Ok that makes sence... thanks i will leave it until it's finished. .


----------



## warra48 (14/7/17)

Never heard of cidar, so I changed the topic title to Bottling Cider.


----------



## bonk1972 (14/7/17)

Ok thanks. . I guess


----------



## Airgead (15/7/17)

Yep. Bottling before it's done = boom and cider (and possibly glass) everywhere.


----------



## philistine (23/2/18)

Reviving an Old thread, but ive only just discovered it.
You can bottle anything before it hits FG but of course you run the risk of bottle bombs. There’s probably a rule of thumb when it comes to how many points you can expect to drop in a bottle and not get dangerous but i dont know what it is.... i would expect no more than 10 points....
Given that cider will usually ferment out to zero if left to its own devices, id say you would have been pushing it.
Having said that, ive done it and it worked.
I dunno what the gravity was, but i didnt want to take any chances and i wanted a sweet fizzy cider.
When the ferment was at the level i wanted, i capped it (it was a small batch in a swing top 5l demojohn)
And waited 12 hours, then put it in the fridge.
2 days later i had carbed, sweet cider and it was ******* amazing.
Im not suggesting you do it this way- but there it is.

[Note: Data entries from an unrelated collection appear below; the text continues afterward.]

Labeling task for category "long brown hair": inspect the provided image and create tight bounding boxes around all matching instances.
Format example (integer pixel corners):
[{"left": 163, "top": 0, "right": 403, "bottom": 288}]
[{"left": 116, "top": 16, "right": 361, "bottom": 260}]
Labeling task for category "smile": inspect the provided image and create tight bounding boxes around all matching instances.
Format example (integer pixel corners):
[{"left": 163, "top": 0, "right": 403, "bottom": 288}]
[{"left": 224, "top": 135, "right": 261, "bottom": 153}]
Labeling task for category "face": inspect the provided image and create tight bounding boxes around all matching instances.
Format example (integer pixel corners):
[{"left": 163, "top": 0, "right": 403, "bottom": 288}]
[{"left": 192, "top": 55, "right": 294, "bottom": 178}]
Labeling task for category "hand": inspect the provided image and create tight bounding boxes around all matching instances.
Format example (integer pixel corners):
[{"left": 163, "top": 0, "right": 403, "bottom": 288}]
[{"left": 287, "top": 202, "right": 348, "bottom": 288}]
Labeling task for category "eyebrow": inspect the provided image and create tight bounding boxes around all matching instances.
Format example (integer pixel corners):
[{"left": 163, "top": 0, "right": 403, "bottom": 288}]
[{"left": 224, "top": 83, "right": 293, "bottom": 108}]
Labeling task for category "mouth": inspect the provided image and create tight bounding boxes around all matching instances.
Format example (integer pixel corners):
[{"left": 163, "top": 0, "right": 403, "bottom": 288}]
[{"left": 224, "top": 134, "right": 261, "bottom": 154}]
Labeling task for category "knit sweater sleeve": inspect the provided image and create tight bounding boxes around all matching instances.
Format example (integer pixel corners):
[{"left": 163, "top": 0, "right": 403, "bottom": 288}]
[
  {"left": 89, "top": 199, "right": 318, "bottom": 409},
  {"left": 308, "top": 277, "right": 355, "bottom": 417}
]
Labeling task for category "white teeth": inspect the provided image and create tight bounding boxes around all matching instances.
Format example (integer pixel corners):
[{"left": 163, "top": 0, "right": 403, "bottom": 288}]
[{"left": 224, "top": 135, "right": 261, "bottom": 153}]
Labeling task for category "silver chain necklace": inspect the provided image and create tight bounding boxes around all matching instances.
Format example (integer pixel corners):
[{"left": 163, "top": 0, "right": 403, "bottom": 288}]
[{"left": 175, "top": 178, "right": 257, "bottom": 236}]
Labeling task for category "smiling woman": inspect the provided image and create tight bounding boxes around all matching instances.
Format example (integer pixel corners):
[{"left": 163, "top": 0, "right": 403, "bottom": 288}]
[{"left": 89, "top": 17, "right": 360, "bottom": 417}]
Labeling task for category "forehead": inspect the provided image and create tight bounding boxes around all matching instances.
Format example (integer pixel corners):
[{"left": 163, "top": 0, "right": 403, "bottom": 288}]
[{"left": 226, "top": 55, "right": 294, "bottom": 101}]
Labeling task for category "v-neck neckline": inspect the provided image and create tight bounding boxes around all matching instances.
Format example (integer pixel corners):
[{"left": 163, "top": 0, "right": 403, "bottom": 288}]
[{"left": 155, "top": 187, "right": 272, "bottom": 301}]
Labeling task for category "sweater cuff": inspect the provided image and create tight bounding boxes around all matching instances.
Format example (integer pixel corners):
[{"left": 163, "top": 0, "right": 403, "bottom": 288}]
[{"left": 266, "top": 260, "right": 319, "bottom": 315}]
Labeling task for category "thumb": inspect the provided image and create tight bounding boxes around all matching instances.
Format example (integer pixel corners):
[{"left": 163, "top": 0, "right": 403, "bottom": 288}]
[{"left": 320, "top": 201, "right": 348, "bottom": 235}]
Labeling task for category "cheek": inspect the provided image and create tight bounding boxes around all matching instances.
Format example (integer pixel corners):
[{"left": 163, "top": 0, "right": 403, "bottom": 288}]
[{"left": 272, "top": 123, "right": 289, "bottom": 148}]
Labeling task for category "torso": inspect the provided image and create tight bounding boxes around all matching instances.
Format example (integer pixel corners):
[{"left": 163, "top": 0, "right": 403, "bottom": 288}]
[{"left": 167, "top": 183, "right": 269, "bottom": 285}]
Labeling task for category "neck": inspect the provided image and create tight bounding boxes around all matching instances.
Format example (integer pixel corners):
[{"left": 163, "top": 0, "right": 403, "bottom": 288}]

There are other ways to safely make fizzy sweet cider at a homebrew level and one which ive yet to try is called keeving. (Google it)
Basically you starve the yeast of nutes so that it finishes at a higher gravity that will remain stable.
Another (which i really dont like) option is to back sweeten with lactose or some other kind of non-fermentable at bottling along with your priming sugar.


----------